Asdian juga begitu menyayangkan proyek ini karena alat kesehatan yang sudah dibeli oleh pemerintah sebesar Rp13 miliar, itu hanya disimpan di rumah pribadi pemilik lahan, yakni Ko Tiu.
“Sementara itu versi dari pihak Dinas Kesehatan Halbar menyebutkan anggaran alkes hanya sekitar Rp7 miliar. Perbedaan data ini menimbulkan tanda tanya besar soal transparansi anggaran,” ujarnya.
Atas kejanggalan ini pula, Asdian mendesak Kejati Maluku Utara dan Kejagung RI untuk turun tangan, menindak lanjuti proyek tersebut.
“Jika ini dibiarkan, negara yang akan dirugikan. Ini bukan hanya persoalan teknis, tapi juga administrasi dan dugaan pidana. APH harus segera bertindak,” pungkasnya.
Selain meminta APH memeriksa, Asdian juga mempertanyakan langkah pemda setelah proyek ini diaudit. Sebab, jika pembangunan dilakukan tanpa adanya perjanjian resmi atau kesepakatan hukum dengan pemilik lahan, hal ini bisa dikategorikan sebagai tindakan penyerobotan tanah.
“Kalau memang mau diaudit, audit dulu lahan. Apakah BPKP berani mewawancarai langsung pemilik lahan dan menanyakan kenapa belum ada pembayaran? Sampai hari ini, sepeser pun belum dibayar. Padahal, pembangunan sudah dilakukan,” bebernya.
Salah satu tokoh pemuda di Kecamatan Ibu Selatan, Frangki Luang, juga menyesalkan pembangunan rumah sakit Pratama yang tak kunjung selesai sejak tahun lalu.
“Berdasarkan informasi yang kami peroleh dari pemilik lahan, tidak ada penyelesaian pembayaran dari pemda hingga saat ini. Ini tidak sesuai dengan kesepakatan awal,” kata Frangki.
Frangki menduga adanya keterlibatan Bupati James Uang dalam pengambilan kebijakan terkait proyek ini. Pasalnya, masyarakat sudah mengetahui lokasi awal pembangunan, namun pelaksanaan proyek tiba-tiba dipindahkan yang tal sesuai dengan perencanaan awal.

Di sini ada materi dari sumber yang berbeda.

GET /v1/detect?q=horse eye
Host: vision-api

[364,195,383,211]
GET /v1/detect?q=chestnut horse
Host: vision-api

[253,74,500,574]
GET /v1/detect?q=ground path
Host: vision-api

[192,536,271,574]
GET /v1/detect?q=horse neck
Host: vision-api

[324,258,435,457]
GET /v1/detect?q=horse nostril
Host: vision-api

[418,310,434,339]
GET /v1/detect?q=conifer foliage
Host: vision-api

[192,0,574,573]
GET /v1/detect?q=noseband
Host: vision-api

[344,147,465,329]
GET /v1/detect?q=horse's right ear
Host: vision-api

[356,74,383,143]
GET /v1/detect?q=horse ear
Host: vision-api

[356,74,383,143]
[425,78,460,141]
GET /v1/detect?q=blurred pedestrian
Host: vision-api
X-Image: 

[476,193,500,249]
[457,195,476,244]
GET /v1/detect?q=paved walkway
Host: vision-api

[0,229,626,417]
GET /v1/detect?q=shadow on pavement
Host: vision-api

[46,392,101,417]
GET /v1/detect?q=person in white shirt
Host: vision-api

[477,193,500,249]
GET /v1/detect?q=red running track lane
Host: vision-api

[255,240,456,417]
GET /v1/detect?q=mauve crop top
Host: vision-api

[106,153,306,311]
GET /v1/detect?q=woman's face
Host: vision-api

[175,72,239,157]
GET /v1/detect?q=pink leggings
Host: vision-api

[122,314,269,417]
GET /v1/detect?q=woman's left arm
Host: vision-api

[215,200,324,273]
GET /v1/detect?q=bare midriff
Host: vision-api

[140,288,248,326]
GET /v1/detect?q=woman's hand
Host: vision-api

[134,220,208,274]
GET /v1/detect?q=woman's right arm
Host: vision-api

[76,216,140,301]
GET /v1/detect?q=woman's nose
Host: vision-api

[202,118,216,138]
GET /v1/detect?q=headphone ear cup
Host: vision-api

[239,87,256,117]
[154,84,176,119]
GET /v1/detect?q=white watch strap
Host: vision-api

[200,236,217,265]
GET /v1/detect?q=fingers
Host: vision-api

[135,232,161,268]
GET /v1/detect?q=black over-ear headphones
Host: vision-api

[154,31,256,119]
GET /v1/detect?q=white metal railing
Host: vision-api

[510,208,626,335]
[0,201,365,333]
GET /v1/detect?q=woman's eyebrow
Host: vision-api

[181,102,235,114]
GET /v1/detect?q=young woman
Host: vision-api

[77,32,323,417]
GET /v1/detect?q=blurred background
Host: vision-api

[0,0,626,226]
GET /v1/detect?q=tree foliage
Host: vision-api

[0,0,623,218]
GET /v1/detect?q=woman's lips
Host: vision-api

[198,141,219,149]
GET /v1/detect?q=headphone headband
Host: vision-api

APH harus bertindak cepat sesuai dengan Asta Cita Presiden RI Prabowo Subianto, yakni pemberantasan korupsi tanpa pandang bulu. Kata Frangki, seluruh elemen yang terlibat, baik dari eksekutif maupun pihak pelaksana proyek, harus diperiksa secara transparan.
“Sudah ada indikasi maladministrasi, dugaan korupsi, dan penyerobotan lahan. APH jangan diam, rakyat butuh keadilan,” tutup Frangky. (*)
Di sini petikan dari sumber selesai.